Metadata-Version: 2.1
Name: postprocessing-variant-calls
Version: 0.2.2
Summary: This hosts multiple scripts necessary for filtering and processing of variant calls in the vcfs/txt file generated by callers.
Home-page: https://cmo-ci.gitbook.io/postprocessing_variant_calls/
Author: Ronak Shah
Author-email: shahr2@mskcc.org
Requires-Python: >=3.7
Classifier: Programming Language :: Python :: 3
Classifier: Programming Language :: Python :: 3.7
Classifier: Programming Language :: Python :: 3.8
Classifier: Programming Language :: Python :: 3.9
Classifier: Programming Language :: Python :: 3.10
Classifier: Programming Language :: Python :: 3.11
Requires-Dist: PyVCF3
Requires-Dist: pandas
Requires-Dist: typer[all]
Project-URL: Repository, https://github.com/msk-access/postprocessing_variant_calls
Description-Content-Type: text/markdown

# Post-processing of variant calls

This hosts multiple scripts necessary for filtering and processing of variant calls in the vcfs/txt file generated by callers.

## Callers Supported
`pv` is the main command for the `postprocessing_variant_calls` package see `pv --help` to see supported variant callers commands. 

### VarDictJava

The sub-command `pv vardict` allows users to perform post-processing on VarDictJava output.

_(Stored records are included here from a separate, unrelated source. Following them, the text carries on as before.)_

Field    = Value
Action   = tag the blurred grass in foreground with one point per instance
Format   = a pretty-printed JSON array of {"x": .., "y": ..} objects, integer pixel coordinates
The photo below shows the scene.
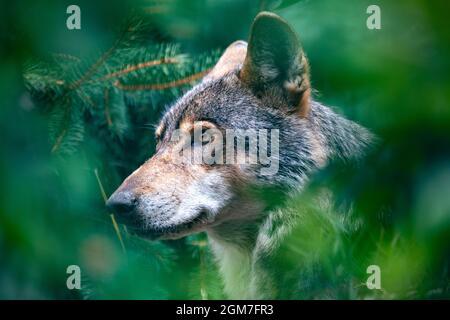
[{"x": 395, "y": 207}]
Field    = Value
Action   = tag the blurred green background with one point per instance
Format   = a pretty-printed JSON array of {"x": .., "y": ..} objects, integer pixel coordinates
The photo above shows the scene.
[{"x": 395, "y": 81}]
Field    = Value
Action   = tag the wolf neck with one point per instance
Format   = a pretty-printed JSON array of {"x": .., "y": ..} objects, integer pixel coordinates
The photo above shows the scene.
[
  {"x": 235, "y": 266},
  {"x": 238, "y": 245}
]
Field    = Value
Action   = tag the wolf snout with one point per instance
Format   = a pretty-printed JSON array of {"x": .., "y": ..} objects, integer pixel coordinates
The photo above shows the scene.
[{"x": 122, "y": 203}]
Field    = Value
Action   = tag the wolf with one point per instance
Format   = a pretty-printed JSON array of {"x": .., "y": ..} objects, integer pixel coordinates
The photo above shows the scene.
[{"x": 262, "y": 84}]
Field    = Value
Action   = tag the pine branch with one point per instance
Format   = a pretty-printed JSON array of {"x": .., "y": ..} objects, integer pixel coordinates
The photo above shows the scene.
[{"x": 162, "y": 86}]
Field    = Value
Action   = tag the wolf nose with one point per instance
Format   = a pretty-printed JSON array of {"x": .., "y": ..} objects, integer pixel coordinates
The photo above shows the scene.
[{"x": 121, "y": 203}]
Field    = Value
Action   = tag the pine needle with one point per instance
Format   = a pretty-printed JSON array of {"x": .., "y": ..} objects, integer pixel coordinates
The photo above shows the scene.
[{"x": 115, "y": 225}]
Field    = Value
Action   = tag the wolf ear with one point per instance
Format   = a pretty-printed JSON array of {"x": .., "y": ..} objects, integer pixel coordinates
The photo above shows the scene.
[
  {"x": 275, "y": 59},
  {"x": 231, "y": 59}
]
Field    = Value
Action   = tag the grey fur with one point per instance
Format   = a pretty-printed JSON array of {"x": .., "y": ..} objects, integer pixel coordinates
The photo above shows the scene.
[{"x": 244, "y": 229}]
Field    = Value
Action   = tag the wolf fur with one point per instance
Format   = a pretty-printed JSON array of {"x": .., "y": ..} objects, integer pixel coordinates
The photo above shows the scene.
[{"x": 262, "y": 84}]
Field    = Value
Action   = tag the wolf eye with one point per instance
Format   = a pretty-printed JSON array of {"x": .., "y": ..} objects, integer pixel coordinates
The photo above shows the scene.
[{"x": 202, "y": 139}]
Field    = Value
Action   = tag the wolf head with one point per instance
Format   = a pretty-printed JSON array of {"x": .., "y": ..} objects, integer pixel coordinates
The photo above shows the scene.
[{"x": 262, "y": 86}]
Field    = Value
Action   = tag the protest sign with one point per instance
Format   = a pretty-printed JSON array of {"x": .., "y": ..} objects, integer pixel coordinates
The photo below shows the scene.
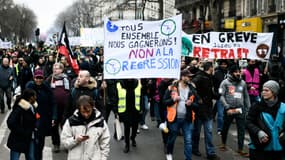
[
  {"x": 6, "y": 45},
  {"x": 74, "y": 41},
  {"x": 142, "y": 49},
  {"x": 91, "y": 37},
  {"x": 227, "y": 45}
]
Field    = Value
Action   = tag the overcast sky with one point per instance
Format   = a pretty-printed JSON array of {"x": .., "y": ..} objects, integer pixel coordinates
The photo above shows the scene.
[{"x": 45, "y": 10}]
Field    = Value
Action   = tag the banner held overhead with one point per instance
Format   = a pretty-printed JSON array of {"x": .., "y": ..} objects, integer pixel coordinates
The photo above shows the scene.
[{"x": 142, "y": 49}]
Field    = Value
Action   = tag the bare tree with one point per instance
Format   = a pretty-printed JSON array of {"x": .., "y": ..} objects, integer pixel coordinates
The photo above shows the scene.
[{"x": 16, "y": 22}]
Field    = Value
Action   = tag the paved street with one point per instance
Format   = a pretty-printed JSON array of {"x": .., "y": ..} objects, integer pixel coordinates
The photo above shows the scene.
[{"x": 149, "y": 145}]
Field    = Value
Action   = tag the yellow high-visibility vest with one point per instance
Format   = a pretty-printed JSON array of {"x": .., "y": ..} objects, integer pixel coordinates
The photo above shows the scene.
[{"x": 122, "y": 98}]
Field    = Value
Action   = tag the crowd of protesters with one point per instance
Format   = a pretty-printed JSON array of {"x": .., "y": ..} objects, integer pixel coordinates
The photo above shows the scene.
[{"x": 51, "y": 97}]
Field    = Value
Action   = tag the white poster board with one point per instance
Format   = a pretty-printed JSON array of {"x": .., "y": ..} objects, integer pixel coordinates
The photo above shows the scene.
[{"x": 142, "y": 49}]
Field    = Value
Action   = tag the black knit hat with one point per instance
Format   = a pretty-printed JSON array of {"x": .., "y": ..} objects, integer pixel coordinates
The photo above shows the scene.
[{"x": 234, "y": 68}]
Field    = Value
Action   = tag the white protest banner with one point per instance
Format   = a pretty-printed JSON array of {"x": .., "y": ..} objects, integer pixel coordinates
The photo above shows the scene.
[
  {"x": 74, "y": 41},
  {"x": 227, "y": 45},
  {"x": 91, "y": 37},
  {"x": 142, "y": 49},
  {"x": 6, "y": 45}
]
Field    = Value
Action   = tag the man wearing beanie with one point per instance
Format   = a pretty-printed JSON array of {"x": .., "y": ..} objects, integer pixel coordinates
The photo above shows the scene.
[
  {"x": 264, "y": 123},
  {"x": 235, "y": 99}
]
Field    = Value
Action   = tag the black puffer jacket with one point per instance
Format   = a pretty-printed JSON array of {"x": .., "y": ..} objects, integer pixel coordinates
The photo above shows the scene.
[
  {"x": 204, "y": 87},
  {"x": 21, "y": 123}
]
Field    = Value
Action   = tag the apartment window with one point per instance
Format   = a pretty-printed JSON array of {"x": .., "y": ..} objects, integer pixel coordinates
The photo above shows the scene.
[{"x": 271, "y": 6}]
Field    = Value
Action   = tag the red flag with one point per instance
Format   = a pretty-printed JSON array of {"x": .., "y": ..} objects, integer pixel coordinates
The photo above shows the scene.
[{"x": 66, "y": 51}]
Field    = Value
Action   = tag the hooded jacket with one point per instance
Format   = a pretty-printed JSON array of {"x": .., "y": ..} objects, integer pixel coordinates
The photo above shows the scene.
[
  {"x": 96, "y": 147},
  {"x": 234, "y": 94},
  {"x": 22, "y": 123}
]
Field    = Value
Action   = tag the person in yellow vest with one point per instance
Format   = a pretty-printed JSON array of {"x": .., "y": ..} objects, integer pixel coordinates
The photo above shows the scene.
[{"x": 129, "y": 109}]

The two supported inputs to `pv vardict` from VarDictJava are `single` and `case-control` vcfs. 

To specify to `pv vardict`, which input type will be used one of the following sub-commands may be used: 
- `pv vardict single` for single sample vcfs 
- `pv vardict case-control` for case-controlled vcfs. 

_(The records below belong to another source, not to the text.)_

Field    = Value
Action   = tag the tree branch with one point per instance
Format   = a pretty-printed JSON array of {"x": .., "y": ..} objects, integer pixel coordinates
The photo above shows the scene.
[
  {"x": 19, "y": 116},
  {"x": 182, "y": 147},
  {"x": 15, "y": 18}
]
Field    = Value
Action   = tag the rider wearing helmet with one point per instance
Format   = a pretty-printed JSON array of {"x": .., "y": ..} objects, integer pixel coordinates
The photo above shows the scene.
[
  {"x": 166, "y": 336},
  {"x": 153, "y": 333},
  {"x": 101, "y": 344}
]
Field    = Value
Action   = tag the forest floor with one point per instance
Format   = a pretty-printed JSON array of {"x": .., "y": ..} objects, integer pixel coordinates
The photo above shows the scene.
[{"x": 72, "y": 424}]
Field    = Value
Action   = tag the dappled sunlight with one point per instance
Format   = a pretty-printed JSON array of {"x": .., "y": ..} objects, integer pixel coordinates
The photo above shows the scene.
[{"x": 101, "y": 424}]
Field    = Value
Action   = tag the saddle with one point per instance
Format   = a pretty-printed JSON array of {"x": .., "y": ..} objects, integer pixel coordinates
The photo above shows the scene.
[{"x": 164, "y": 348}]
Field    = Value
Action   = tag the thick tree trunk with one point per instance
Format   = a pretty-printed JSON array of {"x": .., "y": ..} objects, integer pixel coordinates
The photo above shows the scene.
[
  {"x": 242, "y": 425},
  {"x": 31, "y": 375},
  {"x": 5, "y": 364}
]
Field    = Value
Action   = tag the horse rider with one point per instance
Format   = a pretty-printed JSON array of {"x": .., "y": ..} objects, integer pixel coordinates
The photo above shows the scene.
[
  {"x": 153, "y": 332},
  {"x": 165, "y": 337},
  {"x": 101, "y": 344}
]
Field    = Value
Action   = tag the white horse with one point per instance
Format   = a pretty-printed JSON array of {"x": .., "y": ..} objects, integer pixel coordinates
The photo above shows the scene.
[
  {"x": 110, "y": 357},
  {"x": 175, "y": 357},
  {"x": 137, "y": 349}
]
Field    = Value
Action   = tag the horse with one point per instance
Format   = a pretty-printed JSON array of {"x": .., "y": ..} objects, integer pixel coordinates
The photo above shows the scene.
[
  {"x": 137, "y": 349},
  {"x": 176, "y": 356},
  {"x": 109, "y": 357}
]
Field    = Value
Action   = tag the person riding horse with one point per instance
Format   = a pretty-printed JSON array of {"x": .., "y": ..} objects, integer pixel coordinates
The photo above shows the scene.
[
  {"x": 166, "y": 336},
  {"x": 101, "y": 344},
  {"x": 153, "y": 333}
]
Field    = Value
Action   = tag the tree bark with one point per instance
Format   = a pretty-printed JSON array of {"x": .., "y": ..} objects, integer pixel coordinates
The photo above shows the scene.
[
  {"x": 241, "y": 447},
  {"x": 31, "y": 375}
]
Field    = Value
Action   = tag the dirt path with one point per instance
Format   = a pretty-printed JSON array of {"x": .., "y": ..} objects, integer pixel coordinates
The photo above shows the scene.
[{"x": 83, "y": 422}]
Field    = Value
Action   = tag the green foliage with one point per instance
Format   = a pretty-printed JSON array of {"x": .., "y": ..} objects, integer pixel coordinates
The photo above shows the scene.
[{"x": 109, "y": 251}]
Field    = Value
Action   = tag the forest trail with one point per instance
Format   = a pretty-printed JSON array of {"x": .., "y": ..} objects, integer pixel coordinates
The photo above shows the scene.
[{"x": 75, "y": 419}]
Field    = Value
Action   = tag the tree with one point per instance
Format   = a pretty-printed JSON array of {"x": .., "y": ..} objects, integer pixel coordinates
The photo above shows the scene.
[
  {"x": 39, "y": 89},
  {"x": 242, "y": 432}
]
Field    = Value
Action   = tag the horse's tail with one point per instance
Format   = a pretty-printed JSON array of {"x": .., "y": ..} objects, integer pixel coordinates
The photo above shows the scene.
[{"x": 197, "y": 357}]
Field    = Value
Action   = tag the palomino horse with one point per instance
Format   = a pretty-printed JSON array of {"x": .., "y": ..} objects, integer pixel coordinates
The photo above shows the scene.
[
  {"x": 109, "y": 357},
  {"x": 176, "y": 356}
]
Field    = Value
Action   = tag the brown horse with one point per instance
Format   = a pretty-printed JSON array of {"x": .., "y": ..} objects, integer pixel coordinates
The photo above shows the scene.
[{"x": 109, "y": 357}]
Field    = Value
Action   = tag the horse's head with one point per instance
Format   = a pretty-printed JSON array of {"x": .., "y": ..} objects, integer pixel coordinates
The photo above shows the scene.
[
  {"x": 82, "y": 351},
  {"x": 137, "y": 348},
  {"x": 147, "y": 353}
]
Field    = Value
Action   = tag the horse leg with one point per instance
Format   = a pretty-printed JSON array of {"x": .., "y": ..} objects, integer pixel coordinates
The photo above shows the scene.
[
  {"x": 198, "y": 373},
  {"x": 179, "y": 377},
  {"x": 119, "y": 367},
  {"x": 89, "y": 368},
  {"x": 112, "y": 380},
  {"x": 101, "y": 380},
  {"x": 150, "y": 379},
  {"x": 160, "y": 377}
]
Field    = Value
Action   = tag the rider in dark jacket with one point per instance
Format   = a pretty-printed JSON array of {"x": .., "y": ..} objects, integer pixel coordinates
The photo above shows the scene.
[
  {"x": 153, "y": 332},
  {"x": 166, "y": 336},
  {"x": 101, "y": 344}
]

Next the user can specify, what post-processing should be done. Right now, `postprocessing_variant_calls` supports filtering: 
-  `pv vardict single filter` 
-  `pv vardict case-control filter` 

Finally, we can specify the paths and options for our filtering and run our command. Here is an example using the test data provided in this repository: 

`pv vardict single filter --inputVcf data/Myeloid200-1.vcf  --tsampleName Myeloid200-1  -ad 1 -o data/single`

There are various options and input specifications for filtering so see `pv vardict single filter --help` or `pv vardict single case-sontrol --help` for help. 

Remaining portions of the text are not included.